Para Kfouri, é preciso adotar estratégias diferentes para cada canto do país. “O Brasil é muito diverso. E as razões da não vacinação nas diferentes regiões do país não são as mesmas. Não podemos e nem devemos mais ter ações ou campanhas únicas no país como um todo.” Já a diretora da Sociedade Brasileira de Imunizações (SBIm) Isabella Ballalai diz que é necessário uma mudança de abordagem. “É preciso fazer um discurso mais empático, que realmente mostre que a preocupação não é só com a cobertura vacinal, mas com a saúde das pessoas. E claro, para nós é a mesma coisa, mas é diferente do ponto de vista de quem ouve. As pessoas têm que entender que vacina é para o resto das nossas vidas. Nunca vamos parar de vacinar, mas conseguiremos proteger a população.”

Sobre as notícias falsas, a presidente da SBIm Mônica Levi destaca que “uma fake news em medicina causa muitos danos. Eu sempre digo, é fácil você enganar, mas depois que engana, tirar isso é muito difícil. E quando a ciência responde a todas essas acusações inverídicas, o que acabam fazendo esses grupos antivacinas é criando teorias da conspiração. Mas é importante ressaltar que a vacina foi a intervenção em saúde pública que mais causou aumento de expectativa e qualidade de vida na população mundial.” 

Por sua vez, a gestora médica de Desenvolvimento Clínico do Butantan Carolina Barbieri enfatiza que é preciso enfrentar as fake news com divulgações baseadas em ciência e muita transparência. “A hesitação vacinal é algo legítimo do ser humano. Mas é fundamental mostrar que temos séculos de experiência com vacinas e evidências científicas que mostram o quanto elas são seguras. Lógico que cada imunizante vai ter alguns efeitos colaterais e adversos, mas isso está descrito com muita transparência em bulas e documentos.” 

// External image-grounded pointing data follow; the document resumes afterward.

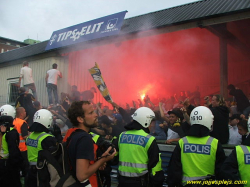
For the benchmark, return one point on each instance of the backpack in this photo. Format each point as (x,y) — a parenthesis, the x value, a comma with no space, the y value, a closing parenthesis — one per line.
(54,170)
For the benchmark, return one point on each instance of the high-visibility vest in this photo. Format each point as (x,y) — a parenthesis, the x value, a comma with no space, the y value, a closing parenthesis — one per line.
(133,153)
(5,153)
(243,158)
(17,125)
(198,157)
(33,143)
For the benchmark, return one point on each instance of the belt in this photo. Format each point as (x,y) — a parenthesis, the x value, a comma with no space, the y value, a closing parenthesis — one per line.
(134,178)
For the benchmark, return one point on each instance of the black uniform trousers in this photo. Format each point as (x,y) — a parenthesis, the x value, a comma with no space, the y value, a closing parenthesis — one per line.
(9,175)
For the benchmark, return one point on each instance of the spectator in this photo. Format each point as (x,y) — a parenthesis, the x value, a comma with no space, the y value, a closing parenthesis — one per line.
(51,83)
(220,129)
(81,146)
(88,95)
(63,127)
(243,104)
(243,130)
(155,128)
(75,95)
(234,137)
(37,105)
(25,100)
(26,78)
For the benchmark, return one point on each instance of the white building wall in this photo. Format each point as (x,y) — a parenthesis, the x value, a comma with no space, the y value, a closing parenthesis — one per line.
(39,69)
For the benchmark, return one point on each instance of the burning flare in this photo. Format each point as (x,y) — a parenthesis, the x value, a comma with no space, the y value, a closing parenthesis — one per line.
(142,96)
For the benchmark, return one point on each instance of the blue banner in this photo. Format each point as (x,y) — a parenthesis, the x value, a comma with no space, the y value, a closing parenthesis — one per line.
(98,28)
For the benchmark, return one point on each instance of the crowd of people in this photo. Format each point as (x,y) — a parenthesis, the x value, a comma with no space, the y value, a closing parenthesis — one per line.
(99,136)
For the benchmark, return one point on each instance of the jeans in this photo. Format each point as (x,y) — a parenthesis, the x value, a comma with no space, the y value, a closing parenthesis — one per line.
(50,88)
(32,87)
(246,112)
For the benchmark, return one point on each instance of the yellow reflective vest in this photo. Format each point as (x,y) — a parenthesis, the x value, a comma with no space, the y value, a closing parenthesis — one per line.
(198,156)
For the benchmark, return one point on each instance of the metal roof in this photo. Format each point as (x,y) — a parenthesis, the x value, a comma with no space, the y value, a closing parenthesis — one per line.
(171,16)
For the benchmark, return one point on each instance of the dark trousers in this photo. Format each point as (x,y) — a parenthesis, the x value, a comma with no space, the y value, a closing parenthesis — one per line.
(9,175)
(25,167)
(32,177)
(52,88)
(32,87)
(132,181)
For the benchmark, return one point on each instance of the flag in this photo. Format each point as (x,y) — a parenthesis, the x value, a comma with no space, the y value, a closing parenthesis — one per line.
(98,79)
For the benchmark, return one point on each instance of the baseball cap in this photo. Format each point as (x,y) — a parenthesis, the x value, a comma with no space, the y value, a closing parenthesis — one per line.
(104,119)
(235,116)
(93,88)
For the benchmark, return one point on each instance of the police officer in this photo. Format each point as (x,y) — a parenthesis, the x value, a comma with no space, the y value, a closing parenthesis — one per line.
(139,158)
(38,140)
(197,156)
(10,155)
(237,164)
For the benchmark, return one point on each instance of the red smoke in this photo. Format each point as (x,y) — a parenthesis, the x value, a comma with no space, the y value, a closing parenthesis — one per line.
(158,66)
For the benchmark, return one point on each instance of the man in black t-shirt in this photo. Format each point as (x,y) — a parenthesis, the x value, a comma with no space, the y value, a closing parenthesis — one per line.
(81,146)
(25,100)
(88,95)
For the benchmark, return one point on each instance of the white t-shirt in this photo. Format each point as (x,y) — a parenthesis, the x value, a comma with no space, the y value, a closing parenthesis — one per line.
(172,135)
(26,74)
(53,75)
(234,137)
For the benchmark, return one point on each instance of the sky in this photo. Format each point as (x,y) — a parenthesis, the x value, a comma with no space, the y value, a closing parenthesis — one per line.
(37,19)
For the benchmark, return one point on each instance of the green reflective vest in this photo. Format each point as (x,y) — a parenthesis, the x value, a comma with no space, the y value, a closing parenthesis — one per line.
(243,158)
(95,137)
(33,143)
(133,153)
(5,153)
(198,156)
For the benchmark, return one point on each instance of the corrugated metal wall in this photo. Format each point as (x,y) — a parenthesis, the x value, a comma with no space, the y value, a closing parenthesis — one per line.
(39,68)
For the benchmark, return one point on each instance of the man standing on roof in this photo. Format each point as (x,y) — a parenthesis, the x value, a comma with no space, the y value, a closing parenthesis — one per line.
(88,95)
(51,83)
(26,78)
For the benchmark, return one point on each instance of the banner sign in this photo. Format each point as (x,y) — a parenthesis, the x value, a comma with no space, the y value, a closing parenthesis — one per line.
(97,76)
(98,28)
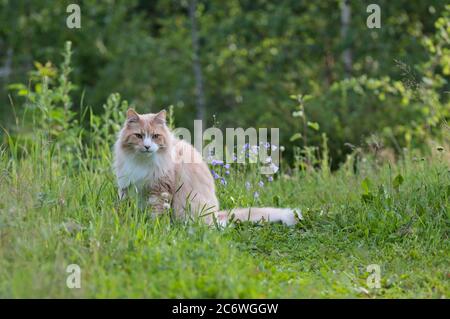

O caminho para a retomada 

Em julho deste ano, o relatório anual global do Fundo das Nações Unidas para a Infância (Unicef) e da Organização Mundial da Saúde (OMS) revelou que em todo o mundo, 2,7 milhões de crianças continuam sem vacinação ou estão com a imunização abaixo do preconizado. Enquanto o índice global mostrou um aumento no número de crianças sem nenhuma dose ou com doses em atraso, o Brasil fez o movimento contrário e saiu da lista dos 20 países com mais crianças não imunizadas no mundo. Segundo o relatório, o total de crianças brasileiras que não receberam nenhuma dose da DTP1 (que protege contra difteria, tétano e coqueluche) diminuiu de 687 mil em 2021 para 103 mil em 2023.

“O Brasil está progredindo. A gente continua sempre em tendência de aumento da cobertura vacinal, mas ainda em passos lentos. O que é de se esperar, uma vez que hoje a gente tem uma população diferente, com comportamentos diversificados. Por isso precisamos adotar cada vez mais estratégias para levar vacina às pessoas,” explica a diretora da Sociedade Brasileira de Imunizações (SBIm) Isabella Ballalai. 

Conforme o Ministério da Saúde, a reversão do cenário de queda foi impactada com o lançamento do Movimento Nacional pela Vacinação - que conseguiu aumentar as taxas de vacinados no país -, e pelo programa Saúde com Ciência - que tem o objetivo de ajudar na defesa da vacinação, na valorização da ciência e no combate à desinformação. Ambos foram criados em 2023. “Além disso, foram feitas ações de microplanejamento, com investimentos de cerca de R$ 150 milhões, que orientam as ações dos estados e municípios voltadas para as realidades locais, alcançando, dessa forma, públicos específicos,” afirma a pasta.